# Result Analysis

In [1]:
models = ["gpt-3.5-turbo-0125", "gpt-4-0125-preview", "gpt-4o-2024-05-13", "gpt-4-turbo-preview"]

In [2]:
import pandas as pd

def load_df(model_type, embedding, no_prev_chunking, gpt_model, batched):
    path = f"../data/dfs/{embedding}{'_no_prev_chunking' if no_prev_chunking else ''}/{model_type}/ReferenceErrorDetection_data_with_prompt_results{'_batched' if batched else ''}{'_'+gpt_model if gpt_model != models[0] else ''}.pkl"
    df = pd.read_pickle(path)
    return df

In [3]:
def remove_json_colons(json_text):
    if json_text and json_text.startswith("```json") and json_text.rstrip().endswith("```"):
        return json_text[7:-3]
    return json_text

In [4]:
import json

# Add extra columns for the model classification label and explanation by extracting the information from the JSON
# If the JSON is misformed due to leading ```json and trailing ``` then remove them
# Make sure that correct label and model label are both lower case and do not end with d (unsubstaniate instead of unsubstantiated)
def reshape_model_classification(df):
    for index, row in df.iterrows():
        if row['Reference Article Downloaded'] == 'Yes':
            try:
                row['Model Classification'] = remove_json_colons(row['Model Classification'])
                model_classification = json.loads(row['Model Classification'])
                label = model_classification['label'].lower()
                df.at[row.name, 'Model Classification Label'] = label if not label.endswith('d') else label[:-1]
                df.at[row.name, 'Model Classification Explanation'] = model_classification['explanation']
            except json.JSONDecodeError as e:
                print(f"Row {index} Model Classification could not be decoded: {e}")
                print(row['Model Classification'])
                df.at[row.name, 'Model Classification Label'] = None
                df.at[row.name, 'Model Classification Explanation'] = None
        else:
            df.at[row.name, 'Model Classification Label'] = None
            df.at[row.name, 'Model Classification Explanation'] = None
        df.at[row.name, 'Label'] = df.at[row.name, 'Label'].lower()
    return df

In [5]:
def eval_predictions_all_labels(df, include_not_originally_downloaded=True):
    total = 0
    correct = 0
    false_predictions = 0

    # What was the target label and what did the model predict (first hierarchy is target label, second is model label)
    type_false_predictions = {
        'unsubstantiate': {
            'partially substantiate': 0,
            'fully substantiate': 0
        },
        'partially substantiate': {
            'unsubstantiate': 0,
            'fully substantiate': 0
        },
        'fully substantiate': {
            'unsubstantiate': 0,
            'partially substantiate': 0
        }
    }

    for index, row in df.iterrows():
        if row['Reference Article Downloaded'] == 'Yes':
            if include_not_originally_downloaded or row['Reference Article PDF Available'] == 'Yes':
                total += 1
                target_label = row['Label']
                model_label = row['Model Classification Label']

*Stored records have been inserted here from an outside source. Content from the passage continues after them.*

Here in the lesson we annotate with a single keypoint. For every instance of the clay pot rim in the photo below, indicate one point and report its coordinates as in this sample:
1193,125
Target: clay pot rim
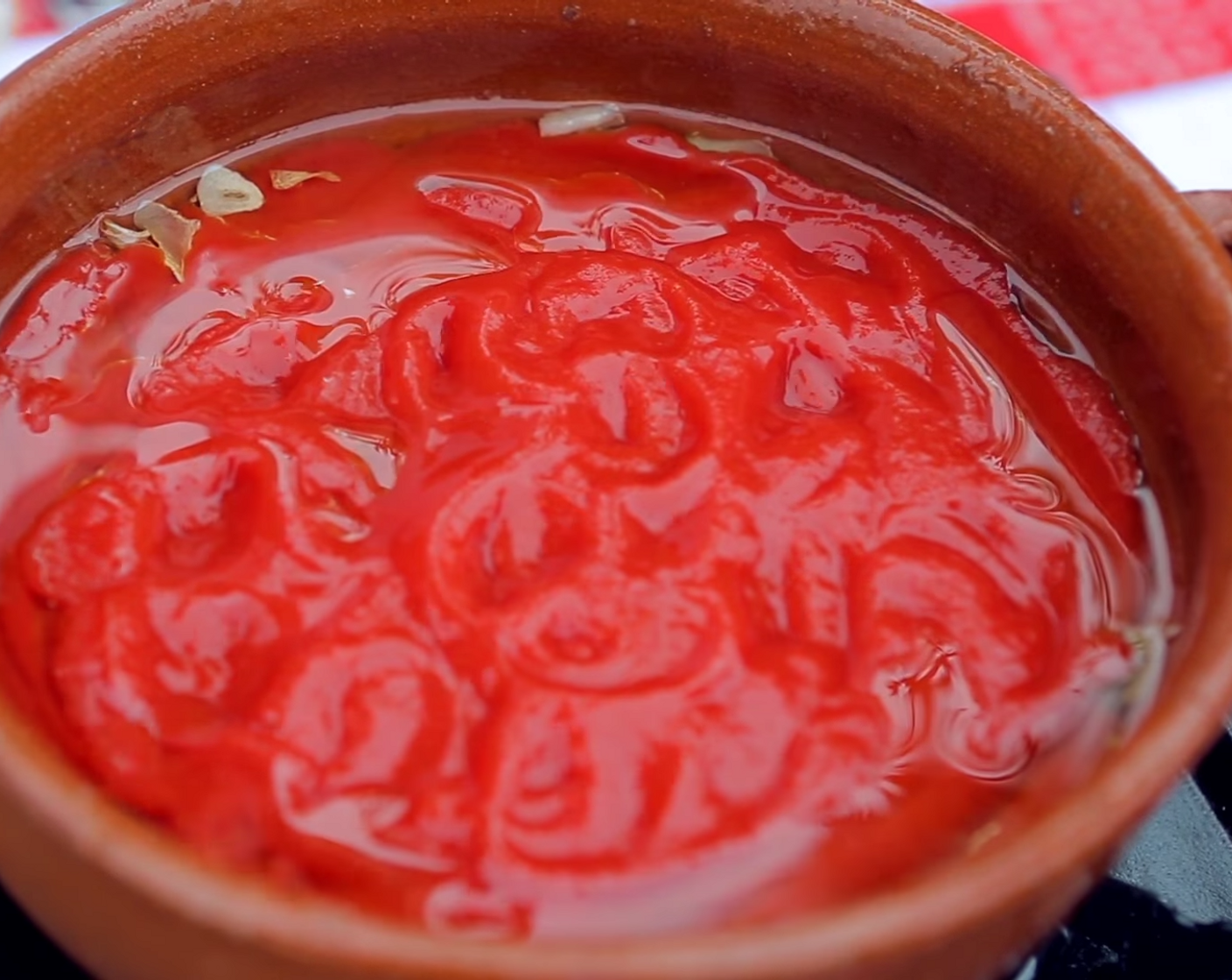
918,915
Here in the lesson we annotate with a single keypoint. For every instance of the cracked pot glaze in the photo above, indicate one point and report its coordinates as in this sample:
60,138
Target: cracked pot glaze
165,85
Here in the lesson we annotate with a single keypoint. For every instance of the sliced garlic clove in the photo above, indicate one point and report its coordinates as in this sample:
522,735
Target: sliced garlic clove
749,145
172,232
284,180
222,192
580,120
121,237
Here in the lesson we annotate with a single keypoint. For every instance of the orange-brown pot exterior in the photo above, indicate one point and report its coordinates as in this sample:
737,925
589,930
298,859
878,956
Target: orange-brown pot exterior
171,83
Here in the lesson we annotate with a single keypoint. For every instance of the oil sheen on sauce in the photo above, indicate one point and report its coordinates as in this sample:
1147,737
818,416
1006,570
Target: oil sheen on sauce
586,536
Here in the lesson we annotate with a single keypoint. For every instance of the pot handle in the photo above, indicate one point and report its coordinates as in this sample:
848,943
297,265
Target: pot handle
1214,207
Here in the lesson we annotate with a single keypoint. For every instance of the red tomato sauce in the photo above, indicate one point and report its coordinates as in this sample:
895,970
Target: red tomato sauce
561,536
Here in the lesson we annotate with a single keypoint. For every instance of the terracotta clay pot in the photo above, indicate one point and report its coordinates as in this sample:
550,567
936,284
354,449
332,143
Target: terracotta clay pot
169,83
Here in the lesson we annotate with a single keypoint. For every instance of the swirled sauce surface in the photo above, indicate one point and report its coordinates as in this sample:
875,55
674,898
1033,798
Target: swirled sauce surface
564,536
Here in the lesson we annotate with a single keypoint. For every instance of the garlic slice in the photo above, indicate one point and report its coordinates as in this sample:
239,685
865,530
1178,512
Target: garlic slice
222,192
284,180
121,237
580,118
749,145
172,232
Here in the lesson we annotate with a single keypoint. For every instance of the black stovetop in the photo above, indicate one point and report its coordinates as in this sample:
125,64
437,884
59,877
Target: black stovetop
1166,914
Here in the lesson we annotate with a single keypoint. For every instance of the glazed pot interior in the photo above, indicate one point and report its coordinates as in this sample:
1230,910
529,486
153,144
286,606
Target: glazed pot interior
163,87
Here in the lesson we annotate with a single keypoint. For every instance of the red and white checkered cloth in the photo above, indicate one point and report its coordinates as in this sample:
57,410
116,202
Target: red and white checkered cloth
1161,71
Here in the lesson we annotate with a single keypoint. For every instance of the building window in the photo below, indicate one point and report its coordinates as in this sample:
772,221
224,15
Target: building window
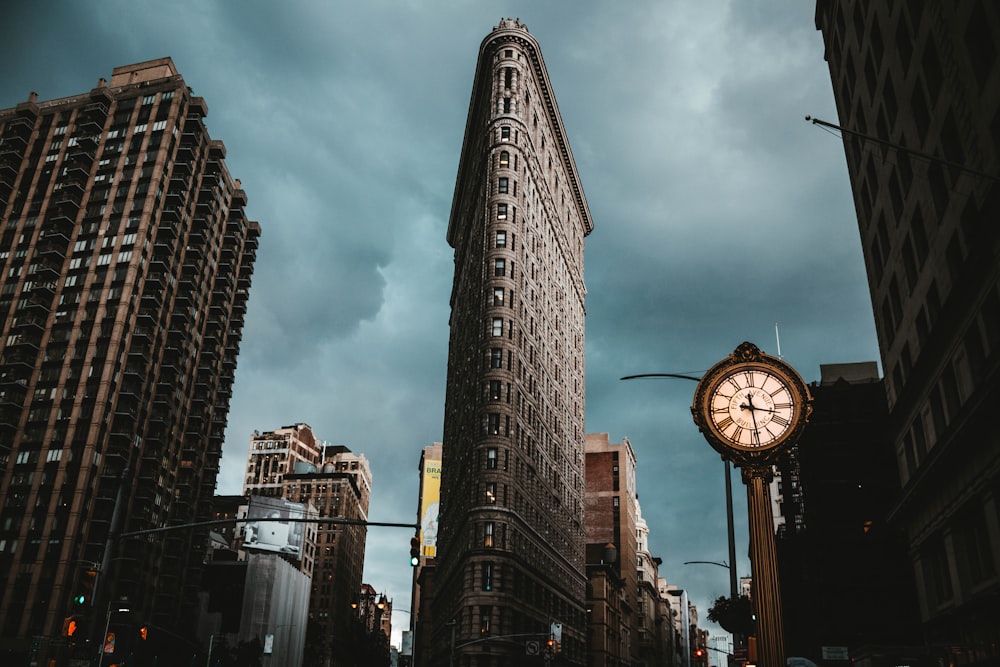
487,576
488,530
484,621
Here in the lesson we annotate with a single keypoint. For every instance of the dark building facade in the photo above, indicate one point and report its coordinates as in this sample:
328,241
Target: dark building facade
126,262
917,88
846,579
510,556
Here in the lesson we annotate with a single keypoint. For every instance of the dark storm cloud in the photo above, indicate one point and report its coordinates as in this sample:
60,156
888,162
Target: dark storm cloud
718,212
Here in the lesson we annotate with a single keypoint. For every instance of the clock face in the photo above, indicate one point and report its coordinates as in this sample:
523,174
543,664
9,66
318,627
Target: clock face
751,407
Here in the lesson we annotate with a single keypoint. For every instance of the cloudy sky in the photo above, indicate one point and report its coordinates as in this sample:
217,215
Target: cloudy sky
718,213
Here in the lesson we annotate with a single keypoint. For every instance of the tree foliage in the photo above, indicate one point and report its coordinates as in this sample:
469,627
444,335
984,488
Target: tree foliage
734,615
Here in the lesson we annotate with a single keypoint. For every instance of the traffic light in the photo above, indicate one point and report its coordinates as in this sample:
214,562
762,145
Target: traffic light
414,551
85,591
70,626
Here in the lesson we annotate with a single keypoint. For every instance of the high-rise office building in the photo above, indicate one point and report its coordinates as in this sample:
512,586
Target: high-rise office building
126,262
836,523
274,454
917,88
510,554
291,463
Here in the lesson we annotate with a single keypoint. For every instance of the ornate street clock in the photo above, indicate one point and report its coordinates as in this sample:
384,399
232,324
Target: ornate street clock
751,407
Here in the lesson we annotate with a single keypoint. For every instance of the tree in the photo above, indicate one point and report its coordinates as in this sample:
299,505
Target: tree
734,615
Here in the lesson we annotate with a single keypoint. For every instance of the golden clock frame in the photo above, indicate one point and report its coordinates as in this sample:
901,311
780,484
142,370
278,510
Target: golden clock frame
756,467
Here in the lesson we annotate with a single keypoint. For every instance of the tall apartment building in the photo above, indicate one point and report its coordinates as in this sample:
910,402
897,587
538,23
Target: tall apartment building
291,463
274,454
611,521
917,87
839,509
126,262
656,639
511,538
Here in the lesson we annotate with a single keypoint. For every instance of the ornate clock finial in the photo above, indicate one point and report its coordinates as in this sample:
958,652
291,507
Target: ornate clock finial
747,351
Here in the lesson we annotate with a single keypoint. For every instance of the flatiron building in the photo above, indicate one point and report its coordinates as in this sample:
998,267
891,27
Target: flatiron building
126,259
511,539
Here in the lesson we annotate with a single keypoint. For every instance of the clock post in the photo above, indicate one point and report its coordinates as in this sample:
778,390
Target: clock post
751,408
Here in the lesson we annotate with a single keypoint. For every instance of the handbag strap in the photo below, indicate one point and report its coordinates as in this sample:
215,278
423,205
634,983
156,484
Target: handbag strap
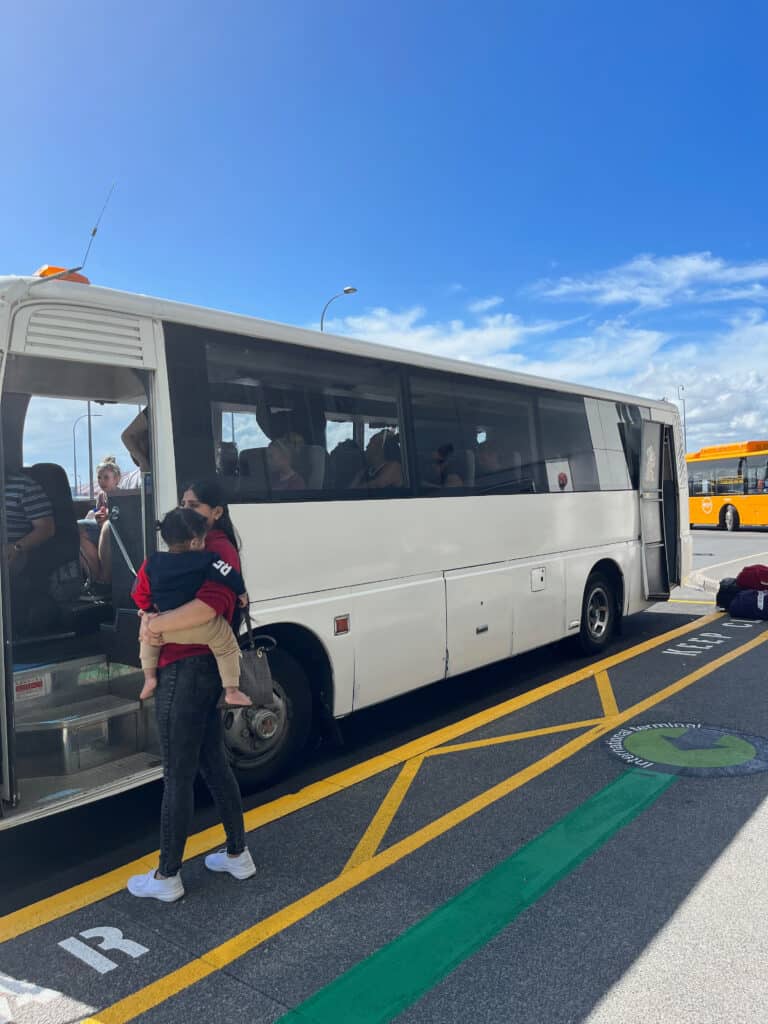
271,643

                if target_label == model_label:
                    correct += 1
                elif model_label not in ['unsubstantiate', 'partially substantiate', 'fully substantiate']:
                    false_predictions += 1
                    print(f"Row {index} Model Classification Label is not a valid label: {model_label}")
                    print(row['Model Classification'])
                else:
                    false_predictions += 1
                    type_false_predictions[target_label][model_label] += 1
    
    evaluation_results = {
        'accuracy': round(correct / total, 4),
        'total': total,
        'correct': correct,
        'false_predictions': false_predictions,
        'type_false_predictions': type_false_predictions
    }

    return evaluation_results

In [6]:
def replace_substantiate_label(label):
    if label in ['partially substantiate', 'fully substantiate']:
        label = 'substantiate'
    return label

In [7]:
def eval_predictions_two_labels(df, include_not_originally_downloaded=True):
    total = 0
    correct = 0
    false_predictions = 0
    false_positives = 0
    false_negatives = 0

    for index, row in df.iterrows():
        if row['Reference Article Downloaded'] == 'Yes':
            if include_not_originally_downloaded or row['Reference Article PDF Available'] == 'Yes':
                total += 1
                target_label = replace_substantiate_label(row['Label'])
                model_label = replace_substantiate_label(row['Model Classification Label'])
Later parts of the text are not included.